I chose this one because we all have a little bit of Crankenstein in us.  Dan Santat manages to perfectly capture both the facial expression and body language of a Crankestein that I know personally.  Samantha Berger gives children the opportunity to see themselves in the story while showing them hope that life is not always crank inducing. 

In the Tree House
written by Andrew Larsen, illustrated by Dušan Petričić

A story of brotherly love and reconnecting.  This is the first of two of my Canadian picks for top picture books.  Andrew Larsen takes a simple event, a black out, and uses it to provide two boys with the time and space to come together again.  Dušan Petričić's clean ink drawings and reduction of colour help to put the story in focus.

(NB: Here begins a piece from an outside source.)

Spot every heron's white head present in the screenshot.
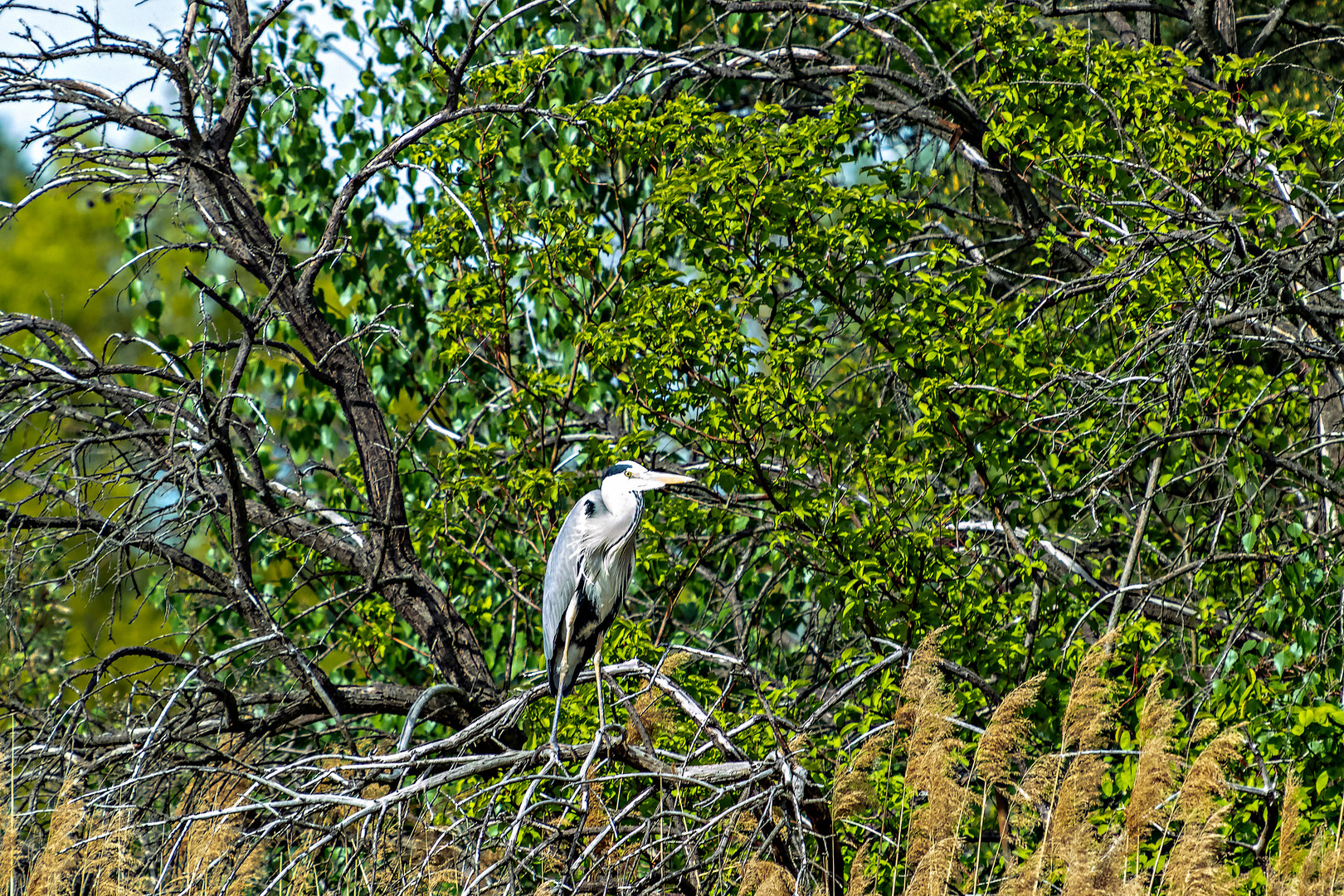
[602,460,695,492]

The Beginner's Guide to Running Away From Home
by Jennifer Larue Huget

Between the awe inspiring art work and the relate-able "how to" feel of this book, there was no doubt it would make it onto the list.  The pictures are a mix of media and supports the stories combination of reality and imagination.  Jennifer Larue Huget takes us through the stages of running away from home, complete with snacks and packing tips.

If You Hold a Seed
by Elly MacKay

This has definitely been a year where mixed media illustrations have been highlighted and well executed.  My second Canadian choice shows this in layered drawings and varied perspectives.  Elly MacKay takes the story of a seed's life and explores it in simple text and stunning visuals that inspire.

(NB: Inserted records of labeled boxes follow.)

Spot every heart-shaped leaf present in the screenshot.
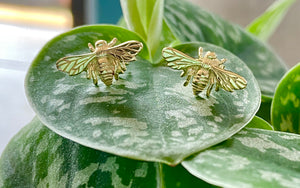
[0,118,216,188]
[164,0,286,98]
[26,26,260,164]
[182,128,300,188]
[271,63,300,134]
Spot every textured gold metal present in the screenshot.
[162,47,247,97]
[56,38,143,86]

Follow Follow: A book of Reverso Poems
written by Marilyn Singer, illustrated by Josee Masse

Marilyn Singer's brilliant Reverso poetry returns in this book.  Her reversible poetry not only makes sense forwards and backwards, but is well written.  A great way to get kids interested in poetry and to make them say "Whoa!".

Mustache Baby
written by Bridget Heos, illustrated by Joy Ang

This book brings out the desire in people of any gender, to slap on a mustache and debate whether it is a good-guy mustache or a bad-guy mustache.  Another student favourite, Bridget Heos' book had me laughing out loud in the middle of the book store, and then itching to make my own mustache.

Exclamation Mark
written by Amy Krouse Rosenthal, illustrated by Tom Lichtenheld

 The team of Rosenthal and Lichtenheld have done it again, creating a puny and clever look at this always loved and sometimes overused punctuation.  While a great connection for students and writing, this book also holds its own simply as an entertaining read-a-loud.


  1. So happy I found you today on Twitter! ~Love your posts! I will have to look up these book selections this week in our school library. I teach 2nd graders in a suburb of Dallas, Texas. Keep up your great work! :)

    1. Thanks so much for your positive comments. Glad to hear you will be looking for them, they are all great. I taught grade 2 last year. What have you been reading to your grade 2's?

  2. There are some books I haven't seen on you list. I will have to check them out! Also, my students LOVE Exclamation Mark. It is a nominee for our state award, the Colorado Children's Book Award.

  3. I am so glad I could highlight some books you weren't aware of. What grade do you teach?

  4. Great first post! I'm excited to add some books I haven't read to my TBR. :) I love Mustache Baby and can't wait to read it when we have our Fake Mustache party in 2nd grade.

  5. Thanks for all your encouragement Niki! I would love to see pictures when you finally have your Fake Mustache party!

  6. Follow Follow and Mirror Mirror were very exciting for me since they were the first poetry books my sons ever read with pleasure. Somehow my kids are allergic to poetry, but their pattern-loving minds adored the word play of Singer's poems.

    1. I read some to my class last year and they were fascinated by how the poems worked both ways. I will be re-introducing it during our fairy tales study this year.